Ninety-nine percent of jobs created in the post-recession are going to those with at least some college education, according to a new study from the Georgetown University Center on Education and the Workforce.
Of the 11.6 million jobs created since the recession ended in 2010, 11.5 million went to workers who continued their education beyond high school. Of those, 8.4 million went to people who had earned bachelor's degrees or higher. Only 80,000 of the post-recession jobs went to people whose highest level of education was a high school diploma.
The study, "America's Divided Recovery: College Haves and Have-Nots," released June 30 underscores the importance of a college education to thrive in the 21st century economy.
For the first time, college graduates make up a larger share of the workforce than workers with a high school diploma or less.
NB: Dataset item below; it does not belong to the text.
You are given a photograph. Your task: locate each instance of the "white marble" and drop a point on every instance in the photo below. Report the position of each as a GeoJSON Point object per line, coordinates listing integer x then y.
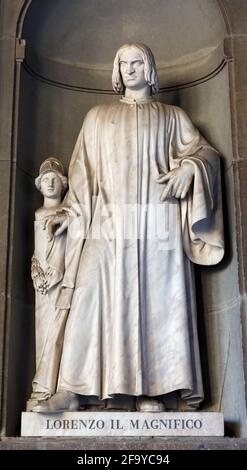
{"type": "Point", "coordinates": [144, 203]}
{"type": "Point", "coordinates": [122, 424]}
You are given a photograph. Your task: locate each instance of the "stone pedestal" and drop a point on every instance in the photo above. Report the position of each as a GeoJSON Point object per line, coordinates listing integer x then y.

Workers with at least some postsecondary education now make up 65 percent of the total employment.
“Today’s labor market is demanding a more skilled workforce,” said Lakeland Community College President Morris W. Beverage, Jr.
Occupational and industry shifts have been major drivers of change in the labor market. The recovery added primarily managerial and professional jobs in industries such as health care, business, financial, education and government services. The health care industry has had the largest growth since December 2007, adding 2.2 million jobs.
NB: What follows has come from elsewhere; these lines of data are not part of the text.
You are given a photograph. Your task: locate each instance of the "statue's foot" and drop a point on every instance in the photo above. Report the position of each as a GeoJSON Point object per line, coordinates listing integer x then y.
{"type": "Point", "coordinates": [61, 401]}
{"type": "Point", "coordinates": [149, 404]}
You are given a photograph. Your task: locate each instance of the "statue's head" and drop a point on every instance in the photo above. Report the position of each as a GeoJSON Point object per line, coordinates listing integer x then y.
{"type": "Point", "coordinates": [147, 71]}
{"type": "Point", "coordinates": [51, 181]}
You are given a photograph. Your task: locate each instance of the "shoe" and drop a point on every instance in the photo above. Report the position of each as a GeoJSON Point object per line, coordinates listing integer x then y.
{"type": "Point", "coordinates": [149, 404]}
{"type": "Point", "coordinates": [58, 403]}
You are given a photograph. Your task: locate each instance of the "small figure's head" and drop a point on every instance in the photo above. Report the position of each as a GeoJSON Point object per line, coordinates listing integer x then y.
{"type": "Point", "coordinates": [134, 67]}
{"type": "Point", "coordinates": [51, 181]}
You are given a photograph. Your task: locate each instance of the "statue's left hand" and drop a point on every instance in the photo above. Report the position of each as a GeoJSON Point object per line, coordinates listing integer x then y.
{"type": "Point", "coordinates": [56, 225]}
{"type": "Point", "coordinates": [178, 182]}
“Health care is one of the fastest growing industries in Northeast Ohio,” said President Beverage. “Lakeland is training more nurses and health care professionals for these high-paying jobs of the future.”
To keep up with rising demand, Lakeland is expanding its health building and adding nine new health programs in the next five years, including polysomnography, dental assistant, occupational therapy assisting, and physical therapy assisting. The study finds a widening divide between the “college haves” and the “college have-nots” which will have an impact on the socioeconomic makeup of America.
“There are vastly different economic realities for those with and without a college education,” said Beverage. “Those with less education have fewer pathways to the middle class.”
According to the report, these recent economic trends have made it clearer than ever that a college degree continues to be the most important economic asset for those who want to succeed in the labor market.
The Georgetown University Center on Education and the Workforce is an independent, nonprofit research and policy institute that studies the link between individual goals, education and training curricula, and career pathways.